Après plusieurs biographies à succès, de Romain Gary (Mercure de France, 1987) à Colette (Grasset, 2017), en passant par les sœurs Heredia, Gala, Camille Claudel ou Clara Malraux, tous des artistes morts depuis plus ou moins longtemps, Dominique Bona a décidé de se remettre en question, de consacrer un livre à une héroïne vivante, la comtesse Jacqueline de Ribes. En dépit d'une certaine méfiance première, elle a ainsi pu bénéficier d'une douzaine d'entretiens avec son sujet (mais jamais chez elle) et d'un accès privilégié à ses archives, un véritable trésor méticuleusement conservé au 50, rue de la Bienfaisance, l'hôtel particulier de la famille, que Madame, désormais veuve, trop âgée (elle est née en 1929) et souffrant depuis de nombreuses années de lourdes pathologies, n'habite plus, et qui ressemble un peu à un vaisseau fantôme. « Ici, on garde tout », explique fièrement l'archiviste qui en a la charge.
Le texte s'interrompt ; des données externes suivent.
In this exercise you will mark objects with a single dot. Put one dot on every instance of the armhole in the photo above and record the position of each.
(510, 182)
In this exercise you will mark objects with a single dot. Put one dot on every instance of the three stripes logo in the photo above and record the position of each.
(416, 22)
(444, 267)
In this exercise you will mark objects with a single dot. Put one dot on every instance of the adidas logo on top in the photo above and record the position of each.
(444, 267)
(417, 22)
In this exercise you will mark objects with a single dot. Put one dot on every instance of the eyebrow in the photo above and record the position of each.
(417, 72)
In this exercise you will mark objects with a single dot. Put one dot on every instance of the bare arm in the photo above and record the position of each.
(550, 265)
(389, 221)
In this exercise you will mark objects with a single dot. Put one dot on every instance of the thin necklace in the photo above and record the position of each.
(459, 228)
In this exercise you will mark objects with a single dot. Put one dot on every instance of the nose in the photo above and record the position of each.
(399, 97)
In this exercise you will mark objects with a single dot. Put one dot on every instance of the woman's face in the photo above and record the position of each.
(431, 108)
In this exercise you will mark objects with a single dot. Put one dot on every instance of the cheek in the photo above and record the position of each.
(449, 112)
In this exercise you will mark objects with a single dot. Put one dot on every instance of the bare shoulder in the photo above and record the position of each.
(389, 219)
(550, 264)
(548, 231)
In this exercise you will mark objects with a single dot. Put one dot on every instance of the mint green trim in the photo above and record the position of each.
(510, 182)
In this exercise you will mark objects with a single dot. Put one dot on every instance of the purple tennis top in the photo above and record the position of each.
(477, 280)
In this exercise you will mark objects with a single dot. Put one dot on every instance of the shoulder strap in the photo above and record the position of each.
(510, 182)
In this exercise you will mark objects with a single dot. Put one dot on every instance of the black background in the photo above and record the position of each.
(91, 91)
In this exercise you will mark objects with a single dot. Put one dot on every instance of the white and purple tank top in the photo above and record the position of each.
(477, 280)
En 2019, Jacqueline de Ribes a organisé, chez Sotheby's, une vente aux enchères de ses trésors de famille, provenant à la fois du côté Rivaud (sa mère, une dynastie de banquiers à la tête d'un véritable empire) et Beaumont (son père, le gentleman séducteur) et du côté Ribes (son mari, banquier également, issu d'une famille très « ancien régime »). Noblesse, fortune, culture, goût, rien que « du gratin », comme elle dit, avec ce parler un peu canaille chic des Guermantes, croqués par Marcel Proust. À la vente figuraient cinquante-neuf lots, tableaux, sculptures, objets d'art, livres de haute bibliophilie, qui partirent pour 22 millions d'euros. Bien loin derrière les ventes de ses amis Yves Saint Laurent et Pierre Bergé, qui aidèrent Jacqueline de Ribes, passionnée par la mode, à créer et faire vivre sa propre maison de haute couture, de 1982 à 1995, mais quand même. Une époque s'achevait.

Deux ans auparavant, à New York, pour les 150 ans de Harper's Bazaar, la photographie de la comtesse, prise par Richard Avedon, s'affichait sur l'Empire State Building, seule Française et inconnue du grand public au milieu de tant de stars et de mannequins. Jacqueline de Ribes passait alors pour « la femme la plus élégante du monde », belle, raffinée, d'un panache fou.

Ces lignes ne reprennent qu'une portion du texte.